What to put in your green bin or brown sack
Yes please
Compostable waste:
- Garden waste
- grass cuttings
- hedge cuttings
- flowers
- weeds
- bark and untreated wood
- sawdust and woodshavings
- rabbit or guinea pig bedding
- Kitchen
waste
- vegetable and fruit peelings
- cooked and uncooked food waste - including meat, poultry, fish and dairy (preferably wrapped in newspaper)
- tea bags
- coffee filters
- stale bread
- Cardboard/other
- all cardboard food packaging and boxes - except carton
- phone books (these can now also go in your Black Box)
- brown envelopes - please remove any plastic windows
- shredded paper
- coloured paper, eg craft and sugar paper
- brown paper
- soiled newspaper, eg from vegetarian pet bedding
No thanks
- disposable nappies
- glass
- cans
- textiles
- soil
- stones
- painted or treated woods
- cat or dog waste
- oil - except small amounts soaked into cardboard
- non-compostable items
- liquid food and drink cartons, eg Tetra Pak
- plastic bags
- corn-starch bags
Please do not use any plastic bags in your green bin - even biodegradable ones.
Brown sacks
Residents who do not have a place to store a green bin on their premises are issued with brown sacks for their compostable waste. It is not possible to provide brown sacks to residents in addition to a green bin.
Each fortnight residents can put up
to six brown sacks out for collection on the same day as their blue box. Please clearly write your house number on each sack
so that the collection crew can provide you with replacement sacks.

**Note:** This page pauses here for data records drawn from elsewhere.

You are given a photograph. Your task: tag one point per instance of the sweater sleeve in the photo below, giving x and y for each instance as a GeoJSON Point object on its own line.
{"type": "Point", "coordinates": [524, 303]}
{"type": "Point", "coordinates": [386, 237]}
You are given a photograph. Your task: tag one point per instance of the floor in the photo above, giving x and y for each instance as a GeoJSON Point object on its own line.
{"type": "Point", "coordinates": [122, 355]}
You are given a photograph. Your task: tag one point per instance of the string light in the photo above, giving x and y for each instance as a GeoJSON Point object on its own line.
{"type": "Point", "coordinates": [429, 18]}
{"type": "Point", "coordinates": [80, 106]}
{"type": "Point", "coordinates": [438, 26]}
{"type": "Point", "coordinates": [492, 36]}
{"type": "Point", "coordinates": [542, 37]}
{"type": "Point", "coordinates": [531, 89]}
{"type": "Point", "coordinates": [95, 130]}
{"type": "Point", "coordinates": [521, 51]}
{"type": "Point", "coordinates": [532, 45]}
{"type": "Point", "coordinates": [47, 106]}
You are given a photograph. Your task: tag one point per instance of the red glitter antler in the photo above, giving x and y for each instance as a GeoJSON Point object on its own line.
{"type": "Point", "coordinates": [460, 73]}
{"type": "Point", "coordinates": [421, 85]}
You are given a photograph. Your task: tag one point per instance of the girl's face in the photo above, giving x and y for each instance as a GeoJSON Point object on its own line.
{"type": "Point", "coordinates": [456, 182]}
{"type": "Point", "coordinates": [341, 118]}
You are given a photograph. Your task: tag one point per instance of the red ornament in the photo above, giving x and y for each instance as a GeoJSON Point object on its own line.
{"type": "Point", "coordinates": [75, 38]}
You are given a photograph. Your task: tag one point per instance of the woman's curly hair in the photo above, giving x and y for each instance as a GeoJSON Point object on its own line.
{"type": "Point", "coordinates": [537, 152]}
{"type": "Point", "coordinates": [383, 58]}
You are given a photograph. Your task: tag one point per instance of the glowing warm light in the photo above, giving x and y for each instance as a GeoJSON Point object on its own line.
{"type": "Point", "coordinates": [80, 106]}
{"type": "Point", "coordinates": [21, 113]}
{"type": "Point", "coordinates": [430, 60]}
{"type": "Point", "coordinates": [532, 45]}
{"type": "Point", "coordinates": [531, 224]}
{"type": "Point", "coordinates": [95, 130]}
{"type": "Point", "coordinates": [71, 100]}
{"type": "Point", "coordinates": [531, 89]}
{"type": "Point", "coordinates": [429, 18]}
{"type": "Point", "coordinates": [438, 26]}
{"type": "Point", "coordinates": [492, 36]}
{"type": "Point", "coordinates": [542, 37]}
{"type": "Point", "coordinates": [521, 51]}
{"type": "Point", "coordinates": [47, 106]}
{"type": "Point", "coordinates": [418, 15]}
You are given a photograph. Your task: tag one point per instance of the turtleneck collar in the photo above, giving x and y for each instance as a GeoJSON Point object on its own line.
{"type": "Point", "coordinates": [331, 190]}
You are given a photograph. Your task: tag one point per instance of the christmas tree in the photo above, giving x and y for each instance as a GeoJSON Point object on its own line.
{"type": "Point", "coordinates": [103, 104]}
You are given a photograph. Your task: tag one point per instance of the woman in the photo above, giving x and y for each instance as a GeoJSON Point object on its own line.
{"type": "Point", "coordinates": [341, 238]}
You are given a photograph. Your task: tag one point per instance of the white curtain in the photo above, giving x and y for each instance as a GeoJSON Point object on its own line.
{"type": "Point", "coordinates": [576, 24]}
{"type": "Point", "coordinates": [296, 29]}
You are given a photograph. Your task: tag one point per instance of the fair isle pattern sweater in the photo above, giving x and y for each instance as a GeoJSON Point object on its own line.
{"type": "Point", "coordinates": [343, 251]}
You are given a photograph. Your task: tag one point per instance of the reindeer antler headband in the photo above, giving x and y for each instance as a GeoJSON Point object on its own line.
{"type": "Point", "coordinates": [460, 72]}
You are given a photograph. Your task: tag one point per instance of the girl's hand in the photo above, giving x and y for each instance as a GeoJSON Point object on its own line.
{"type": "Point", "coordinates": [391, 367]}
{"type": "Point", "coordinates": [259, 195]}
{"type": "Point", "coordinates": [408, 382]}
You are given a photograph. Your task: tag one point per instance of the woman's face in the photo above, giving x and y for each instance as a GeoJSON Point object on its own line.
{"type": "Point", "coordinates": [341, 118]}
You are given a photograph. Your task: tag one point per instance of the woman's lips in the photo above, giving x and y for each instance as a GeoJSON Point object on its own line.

Items allowed in brown sacks are the same as
those for green bins, although care needs to be taken with heavy or wet items, eg large quantities of windfall apples as these
can cause the bag to split when lifted
Sacks should be stored on your property before collection and should be
put out by 7am on the day of collection and not before 6pm the day before collection.
Only brown sacks supplied
by us will be collected.
Tips
You can help prevent your green bin from splitting by lining the bottom with paper so that wet waste such as grass cuttings do not stick to the bin.